Wednesday 5 August 2009

10 Trillion Reasons Why there Should be No Bank Bonuses

After the impassioned plea by bank CEOs for our understanding as to why investment bankers and the like should be awarded unfeasible bonuses in likening them to star performers on the football field or in movies, sobering reality arrives in the form of a report prepared by the IMF for the G20 Summit in September.

The IMF says that the cost to Governments globally for the Credit Crunch - remember not taxpayers but investment bankers caused this - has been $10 trillion so far. Think about that - it 10,000 times $1bn. The bulk has been coughed up by rich countries, 92% of it, but a large chunk has fallen on developing nations who can least afford it, as their clever little bankers wanted to share in the bonus bonanzas too.

The profits that banks are whining about bonuses on are just a few 10s of $billions and fail to make any, even minor, dent in the incredible losses they have drummed up.

There have been $1.1tn of capital injections, $1.9tn of asset purchasing, $4.6tn of guarantees and $2.5tn of liquidity provision - numbers which defy belief and the ability of most calculators to comprehend. It seems bankers can't either.

You see, they would have us believe that we should forget all that cost that has to be met by us, even though a chunk will be reclaimed when the economies recover, supposedly. They would also have us believe that the clever people who created this mess really deserve our largesse in the form of vast bonuses and that we should kneel at their feet, kiss their backsides and not get uppity when they pay hundreds of thousands and millions to themselves for the risks they take.

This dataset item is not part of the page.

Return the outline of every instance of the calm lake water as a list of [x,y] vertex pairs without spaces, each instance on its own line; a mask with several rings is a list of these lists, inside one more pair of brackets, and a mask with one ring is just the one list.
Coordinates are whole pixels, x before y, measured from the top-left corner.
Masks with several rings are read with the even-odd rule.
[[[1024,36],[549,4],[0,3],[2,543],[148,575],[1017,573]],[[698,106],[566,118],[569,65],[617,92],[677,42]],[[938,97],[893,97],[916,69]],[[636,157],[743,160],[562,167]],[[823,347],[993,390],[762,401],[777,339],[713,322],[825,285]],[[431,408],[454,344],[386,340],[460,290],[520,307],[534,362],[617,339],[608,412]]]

Another taste of reality from the IMF, whether you believe the actuals or not is neither here nor there, the fact is they say there are more problems ahead. The IMF reckons that government debt will be 239% of GDP by 2014 in Japan, it will be 132% in Italy, 112% in the USA and 99.7% in the UK - slightly out from Darling's estimates. While this may seem excessive as it means a doubling of the current debt situation in the UK, but Darling hasn't got a prediction right so far, horribly undercalling debt at every try to date.

The IMF bemoans a 'lack of policy credibility' which is making fiscal expansion less effective and is increasing interest rates and risk. I would say that by instigating largely the same fiscal policies as before seriously increases risks - but what do I know?